This too shall pass. That’s what my father used to say when bad things happen and we get stuck in that moment of disappointment, sadness, fear and anxiety. As a kid, it was hard to hear and take in. I’m a stubborn person; what can I say? Then I heard it differently when I studied Buddhism. Years later it struck me in Mumbai, when I interviewed the late teacher S.N. Goenka, who planted the seed of Buddhism into the fertile minds of future Western Vipassana teachers like Joseph Goldstein, Jack Kornfield, Sharon Salzberg and others. 

He summed it up in that familiar incantation. “Impermanence, impermanence, impermanence,” he said, his big thick hands emphasizing the words, words that reverberated through my being. 

Later in another interview at Plum Village, in the south of France, the late Vietnamese Zen teacher Thich Nhat Hanh suggested we “don’t just do something – just sit there.”

Again, I stubbornly resisted, thinking, “Well, then, nothing will change, much less me.”

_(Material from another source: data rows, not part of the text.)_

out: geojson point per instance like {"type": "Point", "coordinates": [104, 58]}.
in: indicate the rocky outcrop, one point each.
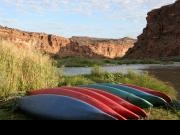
{"type": "Point", "coordinates": [161, 37]}
{"type": "Point", "coordinates": [63, 47]}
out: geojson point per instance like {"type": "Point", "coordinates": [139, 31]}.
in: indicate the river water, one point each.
{"type": "Point", "coordinates": [169, 73]}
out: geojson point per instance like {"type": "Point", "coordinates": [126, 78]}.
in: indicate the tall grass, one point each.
{"type": "Point", "coordinates": [22, 70]}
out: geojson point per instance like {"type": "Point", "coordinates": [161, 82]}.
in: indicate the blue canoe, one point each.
{"type": "Point", "coordinates": [54, 107]}
{"type": "Point", "coordinates": [125, 95]}
{"type": "Point", "coordinates": [155, 100]}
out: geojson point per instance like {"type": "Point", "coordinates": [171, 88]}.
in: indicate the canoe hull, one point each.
{"type": "Point", "coordinates": [80, 96]}
{"type": "Point", "coordinates": [55, 107]}
{"type": "Point", "coordinates": [122, 94]}
{"type": "Point", "coordinates": [115, 106]}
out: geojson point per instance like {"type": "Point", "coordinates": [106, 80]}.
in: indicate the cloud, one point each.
{"type": "Point", "coordinates": [97, 16]}
{"type": "Point", "coordinates": [87, 5]}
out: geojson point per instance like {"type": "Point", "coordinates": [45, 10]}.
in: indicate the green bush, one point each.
{"type": "Point", "coordinates": [22, 70]}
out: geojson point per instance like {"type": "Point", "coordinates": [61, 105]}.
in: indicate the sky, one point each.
{"type": "Point", "coordinates": [95, 18]}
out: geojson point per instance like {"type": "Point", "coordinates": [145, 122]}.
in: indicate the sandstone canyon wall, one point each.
{"type": "Point", "coordinates": [161, 37]}
{"type": "Point", "coordinates": [63, 47]}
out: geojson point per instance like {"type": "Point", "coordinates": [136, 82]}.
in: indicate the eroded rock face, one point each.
{"type": "Point", "coordinates": [161, 37]}
{"type": "Point", "coordinates": [63, 47]}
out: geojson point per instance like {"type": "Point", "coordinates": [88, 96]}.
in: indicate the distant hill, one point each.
{"type": "Point", "coordinates": [63, 47]}
{"type": "Point", "coordinates": [161, 37]}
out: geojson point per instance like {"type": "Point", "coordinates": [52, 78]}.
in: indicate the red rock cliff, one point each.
{"type": "Point", "coordinates": [63, 47]}
{"type": "Point", "coordinates": [161, 37]}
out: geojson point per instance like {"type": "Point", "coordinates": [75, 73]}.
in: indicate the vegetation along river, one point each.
{"type": "Point", "coordinates": [169, 73]}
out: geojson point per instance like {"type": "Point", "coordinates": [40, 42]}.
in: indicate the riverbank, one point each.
{"type": "Point", "coordinates": [24, 70]}
{"type": "Point", "coordinates": [90, 62]}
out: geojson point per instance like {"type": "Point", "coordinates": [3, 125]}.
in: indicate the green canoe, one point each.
{"type": "Point", "coordinates": [125, 95]}
{"type": "Point", "coordinates": [155, 100]}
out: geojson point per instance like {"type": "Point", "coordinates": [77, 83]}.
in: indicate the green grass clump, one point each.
{"type": "Point", "coordinates": [22, 70]}
{"type": "Point", "coordinates": [91, 62]}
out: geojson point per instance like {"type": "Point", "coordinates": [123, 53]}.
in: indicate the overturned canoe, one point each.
{"type": "Point", "coordinates": [155, 100]}
{"type": "Point", "coordinates": [80, 96]}
{"type": "Point", "coordinates": [125, 95]}
{"type": "Point", "coordinates": [150, 91]}
{"type": "Point", "coordinates": [60, 108]}
{"type": "Point", "coordinates": [112, 104]}
{"type": "Point", "coordinates": [137, 110]}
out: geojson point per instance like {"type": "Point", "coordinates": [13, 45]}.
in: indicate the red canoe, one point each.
{"type": "Point", "coordinates": [82, 97]}
{"type": "Point", "coordinates": [150, 91]}
{"type": "Point", "coordinates": [122, 102]}
{"type": "Point", "coordinates": [114, 105]}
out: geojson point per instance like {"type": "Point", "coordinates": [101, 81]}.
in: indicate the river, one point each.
{"type": "Point", "coordinates": [169, 73]}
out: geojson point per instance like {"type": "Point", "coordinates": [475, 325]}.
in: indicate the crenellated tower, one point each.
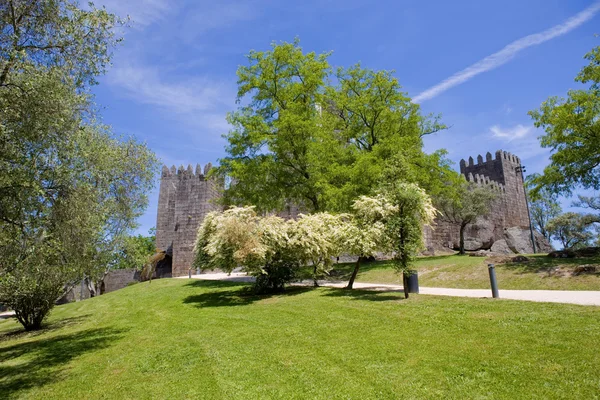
{"type": "Point", "coordinates": [185, 197]}
{"type": "Point", "coordinates": [504, 170]}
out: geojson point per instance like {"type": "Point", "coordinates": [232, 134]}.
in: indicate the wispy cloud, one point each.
{"type": "Point", "coordinates": [216, 15]}
{"type": "Point", "coordinates": [510, 134]}
{"type": "Point", "coordinates": [141, 12]}
{"type": "Point", "coordinates": [200, 104]}
{"type": "Point", "coordinates": [508, 53]}
{"type": "Point", "coordinates": [183, 95]}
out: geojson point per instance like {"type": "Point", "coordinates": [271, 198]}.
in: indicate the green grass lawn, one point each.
{"type": "Point", "coordinates": [175, 339]}
{"type": "Point", "coordinates": [465, 272]}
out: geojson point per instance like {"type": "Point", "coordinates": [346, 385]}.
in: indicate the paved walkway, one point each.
{"type": "Point", "coordinates": [582, 297]}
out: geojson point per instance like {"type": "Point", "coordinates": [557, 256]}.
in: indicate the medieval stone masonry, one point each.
{"type": "Point", "coordinates": [186, 196]}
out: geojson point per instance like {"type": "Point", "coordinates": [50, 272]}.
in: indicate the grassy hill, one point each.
{"type": "Point", "coordinates": [179, 339]}
{"type": "Point", "coordinates": [464, 272]}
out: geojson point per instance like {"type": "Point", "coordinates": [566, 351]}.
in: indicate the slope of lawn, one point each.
{"type": "Point", "coordinates": [465, 272]}
{"type": "Point", "coordinates": [175, 339]}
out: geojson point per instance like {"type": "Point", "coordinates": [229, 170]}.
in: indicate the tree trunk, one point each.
{"type": "Point", "coordinates": [354, 273]}
{"type": "Point", "coordinates": [461, 245]}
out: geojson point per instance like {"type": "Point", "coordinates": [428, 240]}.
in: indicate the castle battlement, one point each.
{"type": "Point", "coordinates": [186, 195]}
{"type": "Point", "coordinates": [504, 171]}
{"type": "Point", "coordinates": [186, 173]}
{"type": "Point", "coordinates": [481, 179]}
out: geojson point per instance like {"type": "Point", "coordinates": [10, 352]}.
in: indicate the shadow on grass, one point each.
{"type": "Point", "coordinates": [370, 295]}
{"type": "Point", "coordinates": [43, 360]}
{"type": "Point", "coordinates": [344, 271]}
{"type": "Point", "coordinates": [46, 327]}
{"type": "Point", "coordinates": [543, 264]}
{"type": "Point", "coordinates": [238, 295]}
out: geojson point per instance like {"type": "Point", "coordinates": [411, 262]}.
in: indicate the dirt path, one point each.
{"type": "Point", "coordinates": [588, 298]}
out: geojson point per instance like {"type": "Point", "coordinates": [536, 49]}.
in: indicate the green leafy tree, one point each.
{"type": "Point", "coordinates": [68, 187]}
{"type": "Point", "coordinates": [301, 139]}
{"type": "Point", "coordinates": [463, 204]}
{"type": "Point", "coordinates": [572, 128]}
{"type": "Point", "coordinates": [571, 230]}
{"type": "Point", "coordinates": [136, 251]}
{"type": "Point", "coordinates": [272, 139]}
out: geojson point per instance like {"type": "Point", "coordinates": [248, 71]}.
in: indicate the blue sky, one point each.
{"type": "Point", "coordinates": [481, 64]}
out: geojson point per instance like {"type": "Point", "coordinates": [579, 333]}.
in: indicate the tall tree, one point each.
{"type": "Point", "coordinates": [465, 203]}
{"type": "Point", "coordinates": [571, 230]}
{"type": "Point", "coordinates": [543, 206]}
{"type": "Point", "coordinates": [67, 185]}
{"type": "Point", "coordinates": [320, 145]}
{"type": "Point", "coordinates": [572, 128]}
{"type": "Point", "coordinates": [272, 138]}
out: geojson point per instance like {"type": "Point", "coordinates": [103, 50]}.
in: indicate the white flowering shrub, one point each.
{"type": "Point", "coordinates": [318, 238]}
{"type": "Point", "coordinates": [273, 250]}
{"type": "Point", "coordinates": [410, 209]}
{"type": "Point", "coordinates": [392, 221]}
{"type": "Point", "coordinates": [238, 237]}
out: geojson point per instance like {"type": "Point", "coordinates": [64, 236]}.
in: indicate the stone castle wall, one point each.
{"type": "Point", "coordinates": [509, 210]}
{"type": "Point", "coordinates": [185, 197]}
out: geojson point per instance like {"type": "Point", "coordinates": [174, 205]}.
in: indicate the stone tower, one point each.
{"type": "Point", "coordinates": [504, 169]}
{"type": "Point", "coordinates": [185, 197]}
{"type": "Point", "coordinates": [509, 210]}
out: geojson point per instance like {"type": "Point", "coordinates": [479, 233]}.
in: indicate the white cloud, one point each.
{"type": "Point", "coordinates": [217, 15]}
{"type": "Point", "coordinates": [184, 95]}
{"type": "Point", "coordinates": [508, 53]}
{"type": "Point", "coordinates": [510, 134]}
{"type": "Point", "coordinates": [142, 12]}
{"type": "Point", "coordinates": [198, 104]}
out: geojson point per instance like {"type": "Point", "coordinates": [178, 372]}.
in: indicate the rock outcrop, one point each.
{"type": "Point", "coordinates": [519, 241]}
{"type": "Point", "coordinates": [501, 247]}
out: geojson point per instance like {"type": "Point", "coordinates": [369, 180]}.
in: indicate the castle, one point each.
{"type": "Point", "coordinates": [186, 196]}
{"type": "Point", "coordinates": [509, 211]}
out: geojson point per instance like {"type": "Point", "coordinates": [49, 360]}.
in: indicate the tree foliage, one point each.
{"type": "Point", "coordinates": [571, 230]}
{"type": "Point", "coordinates": [572, 126]}
{"type": "Point", "coordinates": [464, 203]}
{"type": "Point", "coordinates": [69, 188]}
{"type": "Point", "coordinates": [543, 206]}
{"type": "Point", "coordinates": [299, 138]}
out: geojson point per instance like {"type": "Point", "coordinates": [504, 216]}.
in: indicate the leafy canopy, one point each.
{"type": "Point", "coordinates": [70, 190]}
{"type": "Point", "coordinates": [572, 126]}
{"type": "Point", "coordinates": [319, 139]}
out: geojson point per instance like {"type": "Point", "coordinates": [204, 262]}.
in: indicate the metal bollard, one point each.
{"type": "Point", "coordinates": [493, 281]}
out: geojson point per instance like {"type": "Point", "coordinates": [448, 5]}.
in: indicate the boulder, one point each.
{"type": "Point", "coordinates": [519, 241]}
{"type": "Point", "coordinates": [480, 253]}
{"type": "Point", "coordinates": [562, 254]}
{"type": "Point", "coordinates": [501, 247]}
{"type": "Point", "coordinates": [483, 231]}
{"type": "Point", "coordinates": [472, 244]}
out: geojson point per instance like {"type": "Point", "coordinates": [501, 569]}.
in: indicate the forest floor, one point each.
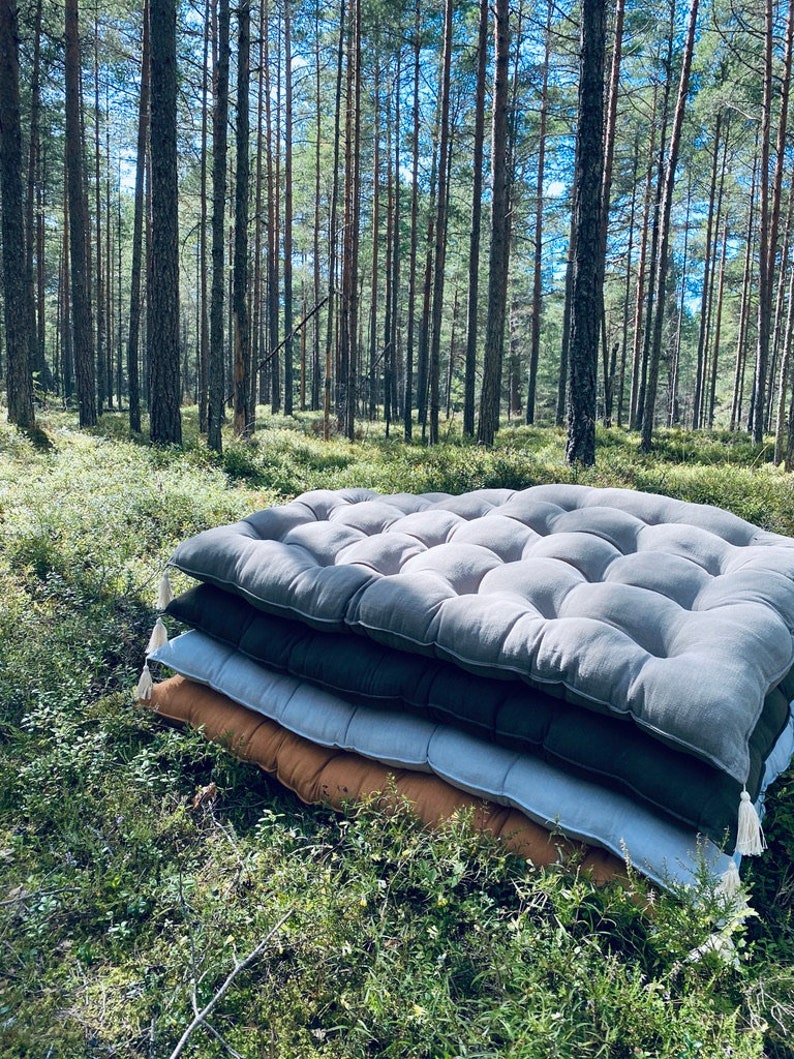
{"type": "Point", "coordinates": [124, 909]}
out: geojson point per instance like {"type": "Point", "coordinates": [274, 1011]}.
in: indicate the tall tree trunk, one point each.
{"type": "Point", "coordinates": [18, 305]}
{"type": "Point", "coordinates": [102, 379]}
{"type": "Point", "coordinates": [585, 302]}
{"type": "Point", "coordinates": [627, 293]}
{"type": "Point", "coordinates": [288, 119]}
{"type": "Point", "coordinates": [220, 118]}
{"type": "Point", "coordinates": [637, 330]}
{"type": "Point", "coordinates": [609, 154]}
{"type": "Point", "coordinates": [780, 426]}
{"type": "Point", "coordinates": [134, 293]}
{"type": "Point", "coordinates": [661, 285]}
{"type": "Point", "coordinates": [736, 405]}
{"type": "Point", "coordinates": [700, 370]}
{"type": "Point", "coordinates": [718, 330]}
{"type": "Point", "coordinates": [242, 410]}
{"type": "Point", "coordinates": [562, 381]}
{"type": "Point", "coordinates": [78, 236]}
{"type": "Point", "coordinates": [374, 279]}
{"type": "Point", "coordinates": [653, 294]}
{"type": "Point", "coordinates": [472, 309]}
{"type": "Point", "coordinates": [273, 167]}
{"type": "Point", "coordinates": [331, 320]}
{"type": "Point", "coordinates": [408, 405]}
{"type": "Point", "coordinates": [673, 413]}
{"type": "Point", "coordinates": [316, 374]}
{"type": "Point", "coordinates": [34, 211]}
{"type": "Point", "coordinates": [440, 225]}
{"type": "Point", "coordinates": [203, 373]}
{"type": "Point", "coordinates": [770, 208]}
{"type": "Point", "coordinates": [500, 238]}
{"type": "Point", "coordinates": [391, 369]}
{"type": "Point", "coordinates": [162, 320]}
{"type": "Point", "coordinates": [538, 256]}
{"type": "Point", "coordinates": [66, 307]}
{"type": "Point", "coordinates": [348, 322]}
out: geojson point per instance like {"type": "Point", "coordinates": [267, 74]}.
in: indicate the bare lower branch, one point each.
{"type": "Point", "coordinates": [250, 958]}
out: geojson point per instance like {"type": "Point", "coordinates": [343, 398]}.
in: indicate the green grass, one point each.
{"type": "Point", "coordinates": [118, 898]}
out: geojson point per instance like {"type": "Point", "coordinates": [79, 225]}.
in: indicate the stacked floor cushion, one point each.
{"type": "Point", "coordinates": [612, 663]}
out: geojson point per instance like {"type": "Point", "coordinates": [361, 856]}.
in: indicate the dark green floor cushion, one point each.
{"type": "Point", "coordinates": [580, 809]}
{"type": "Point", "coordinates": [677, 615]}
{"type": "Point", "coordinates": [340, 778]}
{"type": "Point", "coordinates": [509, 713]}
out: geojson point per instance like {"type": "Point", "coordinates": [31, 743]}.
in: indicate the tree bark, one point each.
{"type": "Point", "coordinates": [700, 370]}
{"type": "Point", "coordinates": [585, 303]}
{"type": "Point", "coordinates": [472, 309]}
{"type": "Point", "coordinates": [220, 118]}
{"type": "Point", "coordinates": [203, 372]}
{"type": "Point", "coordinates": [242, 410]}
{"type": "Point", "coordinates": [162, 320]}
{"type": "Point", "coordinates": [609, 154]}
{"type": "Point", "coordinates": [287, 271]}
{"type": "Point", "coordinates": [18, 304]}
{"type": "Point", "coordinates": [538, 257]}
{"type": "Point", "coordinates": [500, 237]}
{"type": "Point", "coordinates": [669, 183]}
{"type": "Point", "coordinates": [408, 404]}
{"type": "Point", "coordinates": [134, 292]}
{"type": "Point", "coordinates": [440, 225]}
{"type": "Point", "coordinates": [78, 236]}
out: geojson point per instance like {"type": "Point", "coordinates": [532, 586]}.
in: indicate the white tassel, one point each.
{"type": "Point", "coordinates": [729, 883]}
{"type": "Point", "coordinates": [143, 690]}
{"type": "Point", "coordinates": [165, 594]}
{"type": "Point", "coordinates": [159, 636]}
{"type": "Point", "coordinates": [750, 838]}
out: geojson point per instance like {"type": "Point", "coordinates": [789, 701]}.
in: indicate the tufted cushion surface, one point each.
{"type": "Point", "coordinates": [509, 713]}
{"type": "Point", "coordinates": [328, 776]}
{"type": "Point", "coordinates": [677, 615]}
{"type": "Point", "coordinates": [580, 809]}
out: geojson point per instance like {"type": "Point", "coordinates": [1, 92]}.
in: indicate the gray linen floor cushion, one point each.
{"type": "Point", "coordinates": [510, 713]}
{"type": "Point", "coordinates": [677, 615]}
{"type": "Point", "coordinates": [580, 809]}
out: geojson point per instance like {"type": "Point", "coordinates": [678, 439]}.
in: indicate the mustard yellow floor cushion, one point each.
{"type": "Point", "coordinates": [324, 775]}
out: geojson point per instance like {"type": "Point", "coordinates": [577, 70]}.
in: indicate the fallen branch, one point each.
{"type": "Point", "coordinates": [250, 958]}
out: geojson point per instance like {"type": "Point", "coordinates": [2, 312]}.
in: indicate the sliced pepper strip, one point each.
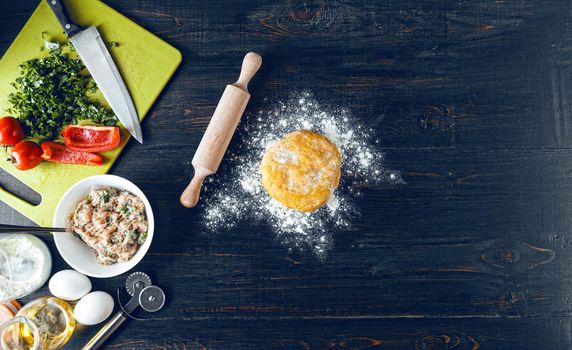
{"type": "Point", "coordinates": [91, 138]}
{"type": "Point", "coordinates": [56, 152]}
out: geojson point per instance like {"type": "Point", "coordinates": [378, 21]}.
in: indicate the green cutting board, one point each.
{"type": "Point", "coordinates": [146, 64]}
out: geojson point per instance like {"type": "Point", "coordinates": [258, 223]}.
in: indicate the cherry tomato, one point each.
{"type": "Point", "coordinates": [11, 131]}
{"type": "Point", "coordinates": [26, 155]}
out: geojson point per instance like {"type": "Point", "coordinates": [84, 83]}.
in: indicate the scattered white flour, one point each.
{"type": "Point", "coordinates": [239, 196]}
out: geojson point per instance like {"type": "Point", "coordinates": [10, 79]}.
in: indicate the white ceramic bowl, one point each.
{"type": "Point", "coordinates": [74, 251]}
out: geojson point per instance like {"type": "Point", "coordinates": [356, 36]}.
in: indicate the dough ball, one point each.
{"type": "Point", "coordinates": [301, 170]}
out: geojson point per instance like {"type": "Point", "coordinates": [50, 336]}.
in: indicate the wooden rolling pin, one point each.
{"type": "Point", "coordinates": [221, 128]}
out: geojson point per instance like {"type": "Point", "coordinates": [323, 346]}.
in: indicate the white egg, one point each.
{"type": "Point", "coordinates": [69, 285]}
{"type": "Point", "coordinates": [93, 308]}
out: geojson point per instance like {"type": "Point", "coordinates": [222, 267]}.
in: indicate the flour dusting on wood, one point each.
{"type": "Point", "coordinates": [238, 195]}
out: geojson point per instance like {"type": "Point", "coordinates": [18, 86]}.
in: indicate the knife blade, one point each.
{"type": "Point", "coordinates": [91, 48]}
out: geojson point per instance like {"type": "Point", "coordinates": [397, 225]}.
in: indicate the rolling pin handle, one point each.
{"type": "Point", "coordinates": [190, 195]}
{"type": "Point", "coordinates": [250, 65]}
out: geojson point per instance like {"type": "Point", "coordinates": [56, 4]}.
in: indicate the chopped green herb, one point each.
{"type": "Point", "coordinates": [124, 208]}
{"type": "Point", "coordinates": [142, 238]}
{"type": "Point", "coordinates": [52, 92]}
{"type": "Point", "coordinates": [105, 197]}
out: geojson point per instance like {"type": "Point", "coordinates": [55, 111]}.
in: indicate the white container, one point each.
{"type": "Point", "coordinates": [74, 251]}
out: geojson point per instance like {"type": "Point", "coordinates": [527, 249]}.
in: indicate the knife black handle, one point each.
{"type": "Point", "coordinates": [59, 10]}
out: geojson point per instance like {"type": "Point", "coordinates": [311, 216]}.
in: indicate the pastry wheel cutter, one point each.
{"type": "Point", "coordinates": [143, 293]}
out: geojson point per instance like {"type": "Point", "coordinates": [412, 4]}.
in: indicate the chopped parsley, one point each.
{"type": "Point", "coordinates": [142, 238]}
{"type": "Point", "coordinates": [105, 196]}
{"type": "Point", "coordinates": [124, 209]}
{"type": "Point", "coordinates": [52, 91]}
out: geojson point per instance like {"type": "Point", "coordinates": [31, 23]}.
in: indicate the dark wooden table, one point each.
{"type": "Point", "coordinates": [471, 101]}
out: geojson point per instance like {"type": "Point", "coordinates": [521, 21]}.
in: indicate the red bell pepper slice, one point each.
{"type": "Point", "coordinates": [91, 138]}
{"type": "Point", "coordinates": [56, 152]}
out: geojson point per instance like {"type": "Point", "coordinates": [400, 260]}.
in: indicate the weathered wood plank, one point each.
{"type": "Point", "coordinates": [471, 102]}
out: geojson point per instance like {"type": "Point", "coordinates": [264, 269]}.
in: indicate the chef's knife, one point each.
{"type": "Point", "coordinates": [94, 54]}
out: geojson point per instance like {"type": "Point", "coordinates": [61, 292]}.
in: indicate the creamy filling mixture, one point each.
{"type": "Point", "coordinates": [112, 222]}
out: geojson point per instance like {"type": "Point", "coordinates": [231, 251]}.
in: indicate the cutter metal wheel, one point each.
{"type": "Point", "coordinates": [151, 298]}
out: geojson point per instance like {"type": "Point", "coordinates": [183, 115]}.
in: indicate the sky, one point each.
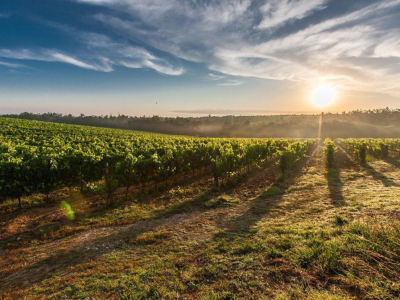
{"type": "Point", "coordinates": [197, 57]}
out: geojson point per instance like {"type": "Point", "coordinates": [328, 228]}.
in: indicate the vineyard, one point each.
{"type": "Point", "coordinates": [38, 157]}
{"type": "Point", "coordinates": [89, 212]}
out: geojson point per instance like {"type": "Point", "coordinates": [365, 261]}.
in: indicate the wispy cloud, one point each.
{"type": "Point", "coordinates": [277, 13]}
{"type": "Point", "coordinates": [11, 65]}
{"type": "Point", "coordinates": [297, 40]}
{"type": "Point", "coordinates": [104, 54]}
{"type": "Point", "coordinates": [51, 56]}
{"type": "Point", "coordinates": [231, 83]}
{"type": "Point", "coordinates": [224, 80]}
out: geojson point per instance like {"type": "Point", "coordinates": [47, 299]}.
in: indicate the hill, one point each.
{"type": "Point", "coordinates": [377, 123]}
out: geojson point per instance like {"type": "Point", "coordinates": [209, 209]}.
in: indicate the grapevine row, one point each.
{"type": "Point", "coordinates": [42, 157]}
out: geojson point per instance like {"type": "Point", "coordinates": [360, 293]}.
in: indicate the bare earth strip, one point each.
{"type": "Point", "coordinates": [249, 241]}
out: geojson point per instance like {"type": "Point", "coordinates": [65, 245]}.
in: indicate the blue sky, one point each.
{"type": "Point", "coordinates": [192, 57]}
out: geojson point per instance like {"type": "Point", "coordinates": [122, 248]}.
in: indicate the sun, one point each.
{"type": "Point", "coordinates": [323, 95]}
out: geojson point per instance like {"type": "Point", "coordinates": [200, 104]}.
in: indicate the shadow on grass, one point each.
{"type": "Point", "coordinates": [260, 207]}
{"type": "Point", "coordinates": [94, 248]}
{"type": "Point", "coordinates": [379, 176]}
{"type": "Point", "coordinates": [335, 186]}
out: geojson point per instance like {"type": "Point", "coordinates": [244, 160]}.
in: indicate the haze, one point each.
{"type": "Point", "coordinates": [176, 57]}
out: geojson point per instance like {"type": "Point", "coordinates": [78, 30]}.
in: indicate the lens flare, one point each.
{"type": "Point", "coordinates": [67, 209]}
{"type": "Point", "coordinates": [323, 95]}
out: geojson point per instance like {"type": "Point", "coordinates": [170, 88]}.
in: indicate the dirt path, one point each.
{"type": "Point", "coordinates": [259, 207]}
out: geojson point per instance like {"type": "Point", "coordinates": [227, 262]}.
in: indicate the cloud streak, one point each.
{"type": "Point", "coordinates": [239, 37]}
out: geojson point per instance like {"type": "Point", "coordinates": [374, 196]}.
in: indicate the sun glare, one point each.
{"type": "Point", "coordinates": [323, 95]}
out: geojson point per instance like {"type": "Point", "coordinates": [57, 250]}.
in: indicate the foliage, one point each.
{"type": "Point", "coordinates": [40, 157]}
{"type": "Point", "coordinates": [330, 149]}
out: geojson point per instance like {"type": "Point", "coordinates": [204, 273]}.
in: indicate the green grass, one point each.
{"type": "Point", "coordinates": [263, 238]}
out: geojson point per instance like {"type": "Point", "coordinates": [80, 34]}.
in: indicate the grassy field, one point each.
{"type": "Point", "coordinates": [314, 234]}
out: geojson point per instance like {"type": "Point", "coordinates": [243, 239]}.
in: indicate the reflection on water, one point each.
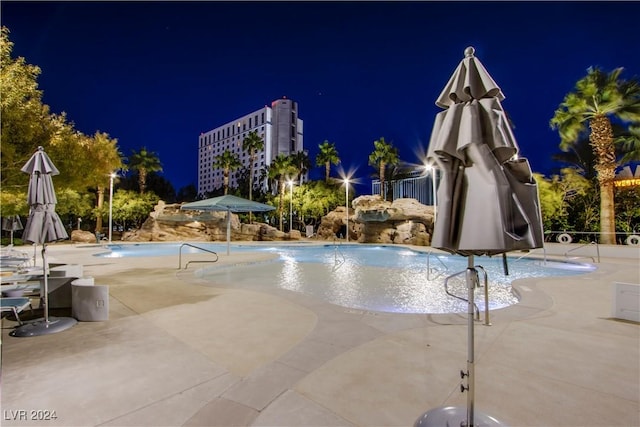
{"type": "Point", "coordinates": [399, 285]}
{"type": "Point", "coordinates": [369, 277]}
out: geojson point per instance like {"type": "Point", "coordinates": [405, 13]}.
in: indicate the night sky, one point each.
{"type": "Point", "coordinates": [157, 74]}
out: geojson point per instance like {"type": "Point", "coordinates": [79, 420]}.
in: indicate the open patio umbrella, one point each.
{"type": "Point", "coordinates": [488, 199]}
{"type": "Point", "coordinates": [12, 223]}
{"type": "Point", "coordinates": [43, 226]}
{"type": "Point", "coordinates": [227, 203]}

Again, I was wrong.  Sitting and time do in fact heal all wounds. We don’t forget; we don’t even necessarily forgive – we adjust. The skin forms a scab and eventually all traces of the wound disappear. Maybe if we look closely, only we can see the teeny weeny remains of a scar. I learned not to look so closely. As my mother often said of my impatience, “A watched pot never boils.”

Is there anything we can do or say that will change the present moment? Yes: wait a minute. Or four years. In the meanwhile, we take time, we be patient. We rebuild belief, which may have been rattled. This disappointment and pain will pass. We focus on the good in Man-and-Woman-kind. In ourselves. We trust the process of change, societally, politically, personally. 

We practice metta: cultivating lovingkindness, stretching our attention to seeing the positive and the happiness in others. Even in our perceived enemies, our opponents, in those who attempt to obstruct or sabotage our own happiness, our own forward progress. 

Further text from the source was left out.